L’espansione della NBA

Negli ultimi dieci anni, non sono stati solo i protagonisti a cambiare: anche la NBA stessa ha attraversato cambiamenti. E’ cresciuta, si è aperta a nuovi mercati, ha aumentato il suo valore. In gran parte per merito di Adam Silver, ma non solo. Il moltiplicarsi di contratti di sponsorizzazione di stelle NBA con aziende cinesi (Wade aprì la strada nel 2012, rinunciando ad un contratto stellare con la Jordan per firmare con il brand cinese Li-Ning, produttore delle sue Way of Wade) sta gradualmente aprendo alla NBA le porte di un Paese di oltre un miliardo di abitanti e ad una zona del mondo dal potenziale infinito. La NBA disputa gare di pre-season e regular season in paesi stranieri da più di quarant’anni, ma con Adam Silver ha raggiunto il picco massimo di popolarità a livello internazionale:  Credo che possiamo diventare lo sport n.1 nel mondo ha comunicato Silver di recente, seguito a ruota da Mark Tatum, suo vice: “Quando guardi la Cina, l’India, l’Asia, stai osservando il 60% della popolazione mondiale. Stiamo lavorando per diventare lo sport n.1 in quei Paesi.
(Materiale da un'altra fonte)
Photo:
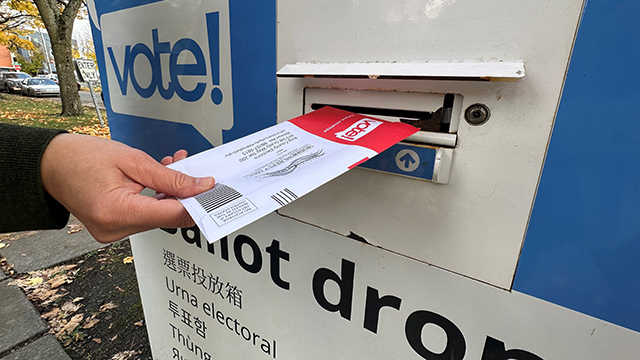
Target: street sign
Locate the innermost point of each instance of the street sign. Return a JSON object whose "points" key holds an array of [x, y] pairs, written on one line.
{"points": [[86, 70]]}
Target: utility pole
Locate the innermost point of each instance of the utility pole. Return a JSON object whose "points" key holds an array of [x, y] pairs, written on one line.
{"points": [[46, 51]]}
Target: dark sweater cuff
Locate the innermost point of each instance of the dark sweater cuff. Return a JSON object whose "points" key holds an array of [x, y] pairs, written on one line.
{"points": [[24, 204]]}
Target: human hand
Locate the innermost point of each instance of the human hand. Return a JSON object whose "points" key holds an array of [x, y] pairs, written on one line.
{"points": [[99, 181]]}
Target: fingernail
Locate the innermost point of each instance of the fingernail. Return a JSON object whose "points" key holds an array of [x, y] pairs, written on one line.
{"points": [[205, 182]]}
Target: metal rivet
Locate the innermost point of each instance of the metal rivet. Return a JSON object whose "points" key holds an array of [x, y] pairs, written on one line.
{"points": [[477, 114]]}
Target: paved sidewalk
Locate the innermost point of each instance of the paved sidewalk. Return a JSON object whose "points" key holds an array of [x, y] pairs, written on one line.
{"points": [[23, 334]]}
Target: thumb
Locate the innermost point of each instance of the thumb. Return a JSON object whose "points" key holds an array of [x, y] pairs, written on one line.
{"points": [[152, 174]]}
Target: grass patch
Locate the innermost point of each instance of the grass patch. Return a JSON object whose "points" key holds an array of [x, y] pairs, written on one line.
{"points": [[45, 112]]}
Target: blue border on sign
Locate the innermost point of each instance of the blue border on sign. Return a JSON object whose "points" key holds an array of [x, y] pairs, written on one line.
{"points": [[582, 249]]}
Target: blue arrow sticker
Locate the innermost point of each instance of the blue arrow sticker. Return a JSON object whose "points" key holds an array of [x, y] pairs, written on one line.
{"points": [[414, 161]]}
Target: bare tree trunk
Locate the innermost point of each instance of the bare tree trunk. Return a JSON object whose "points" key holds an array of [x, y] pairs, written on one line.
{"points": [[71, 103], [59, 24]]}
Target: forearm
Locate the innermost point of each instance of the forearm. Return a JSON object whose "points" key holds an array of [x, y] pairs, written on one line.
{"points": [[24, 204]]}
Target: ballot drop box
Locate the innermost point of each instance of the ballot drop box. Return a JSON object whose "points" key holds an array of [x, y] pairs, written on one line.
{"points": [[506, 228]]}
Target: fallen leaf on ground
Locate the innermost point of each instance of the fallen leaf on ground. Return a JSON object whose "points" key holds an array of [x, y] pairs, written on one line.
{"points": [[33, 281], [71, 325], [70, 307], [125, 355], [108, 306], [90, 324], [74, 228], [51, 314]]}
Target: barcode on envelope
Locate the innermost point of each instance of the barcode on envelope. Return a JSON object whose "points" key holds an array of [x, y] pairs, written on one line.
{"points": [[219, 196], [284, 196]]}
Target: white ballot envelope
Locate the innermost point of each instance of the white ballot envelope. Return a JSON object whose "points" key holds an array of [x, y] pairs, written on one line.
{"points": [[267, 170]]}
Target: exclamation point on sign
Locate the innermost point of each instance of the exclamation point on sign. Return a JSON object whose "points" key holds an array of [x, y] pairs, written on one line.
{"points": [[213, 30]]}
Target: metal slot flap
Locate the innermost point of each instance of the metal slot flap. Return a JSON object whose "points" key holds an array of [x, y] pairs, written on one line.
{"points": [[475, 71]]}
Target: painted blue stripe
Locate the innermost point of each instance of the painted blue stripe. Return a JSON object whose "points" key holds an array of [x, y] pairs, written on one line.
{"points": [[582, 249], [253, 66], [103, 7]]}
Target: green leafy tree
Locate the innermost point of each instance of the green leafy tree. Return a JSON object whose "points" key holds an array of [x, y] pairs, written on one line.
{"points": [[58, 17], [33, 65], [15, 16]]}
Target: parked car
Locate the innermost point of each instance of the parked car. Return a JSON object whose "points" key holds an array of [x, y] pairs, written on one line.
{"points": [[12, 81], [39, 87], [53, 77]]}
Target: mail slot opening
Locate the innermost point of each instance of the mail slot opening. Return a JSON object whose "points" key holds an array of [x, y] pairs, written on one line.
{"points": [[436, 115]]}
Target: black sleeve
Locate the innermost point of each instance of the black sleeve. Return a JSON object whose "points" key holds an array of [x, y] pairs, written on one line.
{"points": [[24, 204]]}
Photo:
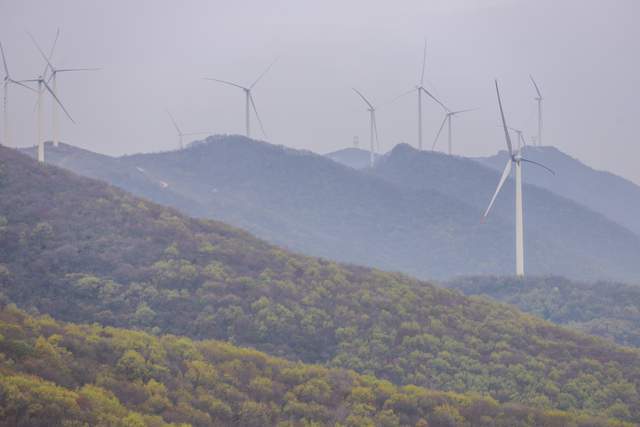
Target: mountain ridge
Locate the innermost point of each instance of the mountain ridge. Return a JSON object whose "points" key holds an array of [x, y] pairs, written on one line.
{"points": [[82, 250]]}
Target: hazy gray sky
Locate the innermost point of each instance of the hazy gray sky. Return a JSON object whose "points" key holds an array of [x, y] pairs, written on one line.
{"points": [[153, 54]]}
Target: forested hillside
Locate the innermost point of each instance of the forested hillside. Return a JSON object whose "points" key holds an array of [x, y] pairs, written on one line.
{"points": [[561, 236], [56, 374], [83, 251], [417, 212], [606, 309], [611, 195]]}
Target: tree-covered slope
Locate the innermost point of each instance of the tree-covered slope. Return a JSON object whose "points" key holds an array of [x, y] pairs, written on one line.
{"points": [[55, 374], [561, 236], [355, 158], [611, 195], [83, 251], [419, 214], [310, 204], [607, 309]]}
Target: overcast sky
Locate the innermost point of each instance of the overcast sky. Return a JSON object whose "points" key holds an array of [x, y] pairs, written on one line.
{"points": [[154, 55]]}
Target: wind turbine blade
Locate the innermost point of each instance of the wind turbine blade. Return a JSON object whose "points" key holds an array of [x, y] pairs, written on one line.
{"points": [[463, 111], [58, 101], [395, 98], [53, 48], [424, 62], [19, 83], [536, 86], [375, 130], [173, 120], [263, 73], [226, 82], [539, 164], [503, 178], [41, 52], [255, 110], [433, 147], [4, 61], [363, 98], [435, 99], [504, 123]]}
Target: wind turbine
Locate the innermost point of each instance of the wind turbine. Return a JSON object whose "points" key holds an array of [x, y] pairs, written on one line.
{"points": [[539, 100], [42, 85], [447, 120], [6, 82], [515, 157], [182, 134], [420, 89], [521, 140], [249, 102], [53, 79], [373, 127]]}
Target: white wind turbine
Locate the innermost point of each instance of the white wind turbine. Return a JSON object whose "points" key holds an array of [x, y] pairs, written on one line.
{"points": [[42, 85], [249, 102], [539, 100], [5, 108], [515, 157], [521, 140], [447, 120], [420, 89], [373, 128], [53, 79], [182, 134]]}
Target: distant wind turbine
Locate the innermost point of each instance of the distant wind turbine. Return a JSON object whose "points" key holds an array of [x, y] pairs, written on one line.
{"points": [[373, 128], [53, 79], [447, 120], [515, 157], [521, 140], [420, 89], [5, 103], [249, 101], [42, 85], [182, 134], [539, 100]]}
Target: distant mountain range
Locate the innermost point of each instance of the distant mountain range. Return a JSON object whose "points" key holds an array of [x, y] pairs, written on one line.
{"points": [[83, 251], [355, 158], [415, 212], [615, 197]]}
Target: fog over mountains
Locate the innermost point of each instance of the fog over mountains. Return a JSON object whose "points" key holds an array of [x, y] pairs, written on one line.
{"points": [[415, 212]]}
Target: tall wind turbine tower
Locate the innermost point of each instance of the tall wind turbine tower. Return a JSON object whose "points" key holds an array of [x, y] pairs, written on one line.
{"points": [[539, 100], [373, 128], [515, 158], [42, 86], [447, 120], [181, 134], [54, 82], [249, 101], [5, 102]]}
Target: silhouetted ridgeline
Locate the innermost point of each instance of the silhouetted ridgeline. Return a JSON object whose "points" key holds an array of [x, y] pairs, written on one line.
{"points": [[603, 192], [419, 214], [83, 251]]}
Stephen Curry circondato dai fan a Tokio, nel corso di uno dei suoi tour.

La NBA  ce la sta mettendo tutta per ampliare il proprio pubblico e fino ad ora ci è riuscita. I tour di sponsorizzazione dei giocatori hanno fatto il resto. Stephen Curry, ad esempio, nel suo ultimo tour ha toccato Cina, Filippine, Giappone, ma anche Inghilterra e Francia. Lo stesso Klay Thompson, atleta di punta di Anta, ha visitato la Cina in estate tra file adoranti di migliaia e migliaia di fan, e come lui molti altri giocatori stanno seguendo la stessa strada.

Se a questo picco di popolarità sommiamo anche i contratti miliardari firmati con ESPN e Turner Spors prima (24 miliardi di dollari diluiti in 10 anni, a partire dal 2016) e con Nike poi (1 miliardo di dollari, +245% rispetto al precedente contratto con Adidas) possiamo facilmente dedurre come gli ultimi due lustri siano stati dorati per la NBA anche dal punto di vista economico, con una crescita costante che ha portato ad oltre un miliardo di dollari il valore complessivo della Lega. Niente male, Adam Silver.

Cosa riserveranno i prossimi dieci anni alla Lega più spettacolare del mondo? Non ci resta che scoprirlo.